None of your damn business.
Dean:
That means he’s alreadywhipped.
Harvey:
Oh, he’s whipped. Look at him, defending her like a gladiator.
The typing bubble pops up again, and this time it’s Nathan. He’s slower. Always careful with his words.
Nathan:
Just don’t get reckless, man. I don’t want to see you hurt.
The others keep ribbing, tossing gifs and smart-ass comments, but I don’t answer. Not right away.
Because Nathan means it. And his warning sits heavier than theirs.
I remember how he looked after his first love gutted him. How the shine dimmed from his eyes and never really came back. He loved once, hard, and it nearly destroyed him.
I glance at the bed. Sabrina’s curled there in my shirt, breathing soft, the sheets tangled around her.
No.
That won’t be me.
She won’t do that to me.
I won’t let her.
I set the phone aside and slide back under the covers. She sighs the second I wrap my arm around her, like her body was waiting for me.

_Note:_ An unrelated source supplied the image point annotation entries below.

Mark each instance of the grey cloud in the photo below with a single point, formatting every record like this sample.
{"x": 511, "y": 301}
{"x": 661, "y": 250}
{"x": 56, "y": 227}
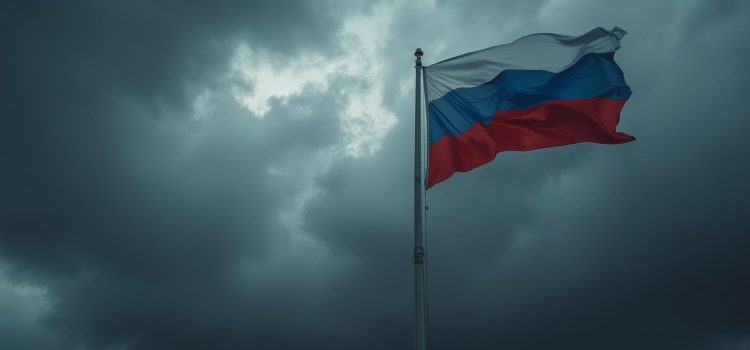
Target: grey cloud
{"x": 150, "y": 230}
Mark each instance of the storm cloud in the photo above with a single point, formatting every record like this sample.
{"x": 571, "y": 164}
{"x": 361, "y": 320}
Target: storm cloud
{"x": 238, "y": 176}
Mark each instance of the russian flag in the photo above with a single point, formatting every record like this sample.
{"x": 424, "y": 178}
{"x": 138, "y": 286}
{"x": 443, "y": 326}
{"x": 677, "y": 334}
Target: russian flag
{"x": 542, "y": 90}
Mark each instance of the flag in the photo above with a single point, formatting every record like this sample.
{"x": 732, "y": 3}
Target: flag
{"x": 542, "y": 90}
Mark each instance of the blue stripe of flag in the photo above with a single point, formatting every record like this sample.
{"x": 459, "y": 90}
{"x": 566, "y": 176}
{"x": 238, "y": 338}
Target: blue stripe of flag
{"x": 594, "y": 75}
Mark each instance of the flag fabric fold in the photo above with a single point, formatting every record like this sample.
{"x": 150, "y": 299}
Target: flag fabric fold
{"x": 542, "y": 90}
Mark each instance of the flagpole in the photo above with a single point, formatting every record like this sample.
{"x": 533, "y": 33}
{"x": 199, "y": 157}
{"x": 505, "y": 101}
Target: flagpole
{"x": 420, "y": 276}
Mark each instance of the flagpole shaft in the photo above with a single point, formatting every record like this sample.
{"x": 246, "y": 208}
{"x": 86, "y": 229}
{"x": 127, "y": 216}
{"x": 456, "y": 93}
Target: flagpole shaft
{"x": 420, "y": 276}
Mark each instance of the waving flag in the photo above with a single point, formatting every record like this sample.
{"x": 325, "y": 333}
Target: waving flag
{"x": 542, "y": 90}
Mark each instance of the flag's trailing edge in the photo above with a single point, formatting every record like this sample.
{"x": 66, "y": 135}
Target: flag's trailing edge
{"x": 539, "y": 91}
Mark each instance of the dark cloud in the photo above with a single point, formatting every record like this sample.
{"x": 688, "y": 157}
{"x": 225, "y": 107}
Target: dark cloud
{"x": 128, "y": 222}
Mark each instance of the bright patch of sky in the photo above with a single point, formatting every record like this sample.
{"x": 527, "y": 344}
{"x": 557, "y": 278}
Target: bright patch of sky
{"x": 364, "y": 120}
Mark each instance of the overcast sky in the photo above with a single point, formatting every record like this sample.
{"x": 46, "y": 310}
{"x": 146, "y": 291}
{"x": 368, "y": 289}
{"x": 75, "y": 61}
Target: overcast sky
{"x": 237, "y": 175}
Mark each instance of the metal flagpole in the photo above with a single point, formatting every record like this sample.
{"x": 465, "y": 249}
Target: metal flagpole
{"x": 420, "y": 276}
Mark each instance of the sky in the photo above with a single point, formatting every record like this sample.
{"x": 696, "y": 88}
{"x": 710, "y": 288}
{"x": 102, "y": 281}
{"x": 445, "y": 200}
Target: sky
{"x": 238, "y": 175}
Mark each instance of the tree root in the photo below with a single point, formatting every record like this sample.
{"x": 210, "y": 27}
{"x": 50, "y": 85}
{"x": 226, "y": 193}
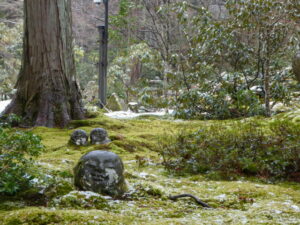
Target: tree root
{"x": 175, "y": 197}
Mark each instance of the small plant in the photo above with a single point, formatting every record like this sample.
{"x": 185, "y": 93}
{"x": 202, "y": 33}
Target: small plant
{"x": 17, "y": 150}
{"x": 236, "y": 148}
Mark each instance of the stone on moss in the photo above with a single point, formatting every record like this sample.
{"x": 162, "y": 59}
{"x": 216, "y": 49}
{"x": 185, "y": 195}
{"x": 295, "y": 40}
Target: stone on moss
{"x": 99, "y": 136}
{"x": 79, "y": 138}
{"x": 100, "y": 172}
{"x": 113, "y": 103}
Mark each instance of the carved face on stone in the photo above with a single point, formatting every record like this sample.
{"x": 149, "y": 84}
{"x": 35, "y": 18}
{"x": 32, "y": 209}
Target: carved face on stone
{"x": 100, "y": 172}
{"x": 99, "y": 136}
{"x": 79, "y": 137}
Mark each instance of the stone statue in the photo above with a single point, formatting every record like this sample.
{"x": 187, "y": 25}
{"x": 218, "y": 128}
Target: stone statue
{"x": 79, "y": 137}
{"x": 100, "y": 172}
{"x": 99, "y": 136}
{"x": 296, "y": 65}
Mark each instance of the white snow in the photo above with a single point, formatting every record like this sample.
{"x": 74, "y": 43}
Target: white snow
{"x": 3, "y": 105}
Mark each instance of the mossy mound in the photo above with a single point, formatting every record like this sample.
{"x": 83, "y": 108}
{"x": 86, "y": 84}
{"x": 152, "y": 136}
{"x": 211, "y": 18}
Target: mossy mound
{"x": 243, "y": 200}
{"x": 81, "y": 200}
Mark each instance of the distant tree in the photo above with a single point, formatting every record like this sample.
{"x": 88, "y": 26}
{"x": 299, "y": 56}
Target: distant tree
{"x": 47, "y": 92}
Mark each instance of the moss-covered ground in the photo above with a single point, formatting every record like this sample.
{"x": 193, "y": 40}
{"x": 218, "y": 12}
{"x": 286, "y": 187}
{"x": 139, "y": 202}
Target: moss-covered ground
{"x": 242, "y": 201}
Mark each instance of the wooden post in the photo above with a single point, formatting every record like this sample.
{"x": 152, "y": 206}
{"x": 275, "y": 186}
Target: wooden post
{"x": 103, "y": 31}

I bury my face in her hair, breathing her in, a smile tugging at my mouth despite everything.
Mine.
Cold.
That’s the first thing I register when I wake—the sheets beside me are cold. The weight of her is gone. No warmth. No soft sound of her breathing.
Just empty.
My gut sinks before my brain catches up.
She left.
The thought hits like a fist, sharp and deep. My chest tightens, because the idea of her slipping out without a word… without so much as a glance back at me—Christ, it feels worse than I expected.
I stare at the pillow where her head rested, hair still faint against the linen. I can almost hear her sighing the way she did when I pulled her close last night, like she finally let herself trust me.
And now she’s gone.
No note. No goodbye.
My jaw clenches as I shove a hand through my hair. It shouldn’t matter. We barely know each other. This marriage isn’t supposed to be about feelings.
But the hollow ache twisting in my stomach doesn’t care about logic.